Aujourd'hui 25 août, est la Saint Louis...
« TESTAMENT DE SAINT LOUIS
A son cher fils Philippe, salut et amitié de père.
Cher fils, parce que je désire de tout mon cœur que tu sois bien enseigné en toutes choses, j’ai pensé que je te ferais quelques enseignements par cet écrit, car je t’ai entendu dire plusieurs fois que tu retiendrais davantage de moi que de tout autre.
Cher fils, je t’enseigne premièrement que tu aimes Dieu de tout ton cœur et de tout ton pouvoir, car sans cela personne ne peut rien valoir.
Tu dois te garder de toutes choses que tu penseras devoir lui déplaire et qui sont en ton pouvoir, et spécialement tu dois avoir cette volonté que tu ne fasses un péché mortel pour nulle chose qui puisse arriver, et qu’avant de faire un péché mortel avec connaissance, que tu souffrirais que l’on te coupe les jambes et les bras et que l’on t’enlève la vie par le plus cruel martyre.
Si Notre Seigneur t’envoie persécution, maladie ou autre souffrance, tu dois la supporter débonnairement, et tu dois l’en remercier et lui savoir bon gré car il faut comprendre qu’il l’a fait pour ton bien. De plus, tu dois penser que tu as mérité ceci- et encore plus s’il le voulait- parce que tu l’as peu aimé et peu servi, et parce que tu as fait beaucoup de choses contre sa volonté.
Si Notre Seigneur t’envoie prospérité, santé de corps ou autre chose, tu dois l’en remercier humblement et puis prendre garde qu’à cause de cela il ne t’arrive pas de malheur causé par orgueil ou par une autre faute, car c’est un très grand péché de guerroyer Notre Seigneur de ses dons.

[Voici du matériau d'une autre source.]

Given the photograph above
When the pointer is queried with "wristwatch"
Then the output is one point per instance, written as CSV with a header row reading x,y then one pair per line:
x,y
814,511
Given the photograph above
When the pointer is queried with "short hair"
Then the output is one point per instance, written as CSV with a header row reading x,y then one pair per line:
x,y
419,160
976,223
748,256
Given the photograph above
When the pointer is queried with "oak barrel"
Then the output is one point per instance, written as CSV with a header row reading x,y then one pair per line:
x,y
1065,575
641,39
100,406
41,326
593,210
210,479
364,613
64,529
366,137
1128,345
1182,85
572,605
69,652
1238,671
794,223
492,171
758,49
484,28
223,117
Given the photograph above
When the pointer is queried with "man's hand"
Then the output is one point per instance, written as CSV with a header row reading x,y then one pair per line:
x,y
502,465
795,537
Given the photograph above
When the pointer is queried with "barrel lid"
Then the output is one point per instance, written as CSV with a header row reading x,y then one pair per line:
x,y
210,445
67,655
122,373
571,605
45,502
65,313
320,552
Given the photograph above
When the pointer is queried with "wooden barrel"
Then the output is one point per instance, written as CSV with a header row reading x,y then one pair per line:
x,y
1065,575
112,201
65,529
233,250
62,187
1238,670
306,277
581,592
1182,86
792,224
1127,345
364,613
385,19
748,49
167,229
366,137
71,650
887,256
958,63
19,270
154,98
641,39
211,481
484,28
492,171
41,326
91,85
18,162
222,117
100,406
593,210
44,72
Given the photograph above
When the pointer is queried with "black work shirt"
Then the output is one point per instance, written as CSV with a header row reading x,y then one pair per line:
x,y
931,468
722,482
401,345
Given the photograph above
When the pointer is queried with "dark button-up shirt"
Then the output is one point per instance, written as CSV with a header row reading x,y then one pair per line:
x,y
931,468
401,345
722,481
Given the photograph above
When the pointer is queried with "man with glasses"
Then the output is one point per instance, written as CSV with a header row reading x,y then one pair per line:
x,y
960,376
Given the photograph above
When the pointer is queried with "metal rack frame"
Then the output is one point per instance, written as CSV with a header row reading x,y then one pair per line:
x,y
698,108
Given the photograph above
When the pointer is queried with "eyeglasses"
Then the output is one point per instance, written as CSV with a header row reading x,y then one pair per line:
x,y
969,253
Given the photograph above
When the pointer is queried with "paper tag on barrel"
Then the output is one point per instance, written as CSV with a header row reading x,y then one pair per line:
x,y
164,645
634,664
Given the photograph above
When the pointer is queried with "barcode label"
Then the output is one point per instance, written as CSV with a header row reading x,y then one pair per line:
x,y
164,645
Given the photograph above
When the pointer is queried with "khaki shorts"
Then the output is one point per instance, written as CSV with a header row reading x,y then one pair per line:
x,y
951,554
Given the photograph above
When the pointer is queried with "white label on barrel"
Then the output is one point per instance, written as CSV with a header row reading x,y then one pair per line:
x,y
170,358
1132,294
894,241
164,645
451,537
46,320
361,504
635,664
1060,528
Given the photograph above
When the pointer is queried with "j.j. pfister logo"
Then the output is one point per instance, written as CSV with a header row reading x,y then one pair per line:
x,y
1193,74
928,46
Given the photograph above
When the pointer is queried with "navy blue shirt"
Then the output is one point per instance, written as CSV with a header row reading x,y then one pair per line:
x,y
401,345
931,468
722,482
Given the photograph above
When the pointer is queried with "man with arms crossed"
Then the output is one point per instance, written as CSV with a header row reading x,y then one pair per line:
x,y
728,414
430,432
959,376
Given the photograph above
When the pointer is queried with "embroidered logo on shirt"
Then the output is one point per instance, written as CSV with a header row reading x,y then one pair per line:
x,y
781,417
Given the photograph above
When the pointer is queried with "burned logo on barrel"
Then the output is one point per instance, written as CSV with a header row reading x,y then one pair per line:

Cher fils, je te conseille de prendre l’habitude de te confesser souvent et d’élire toujours des confesseurs qui soient non seulement pieux mais aussi suffisamment bien instruits, afin que tu sois enseigné par eux des choses que tu dois éviter et des choses que tu dois faire ; et sois toujours de telle disposition que des confesseurs et des amis osent t’enseigner et te corriger avec hardiesse.
Cher fils, je t’enseigne que tu entendes volontiers le service de la sainte Eglise, et quand tu seras à l’église garde-toi de perdre ton temps et de parler vaines paroles. Dis tes oraisons avec recueillement ou par bouche ou de pensée, et spécialement sois plus recueilli et plus attentif à l’oraison pendant que le corps de Notre-Seigneur Jésus-Christ sera présent à la messe et puis aussi pendant un petit moment avant.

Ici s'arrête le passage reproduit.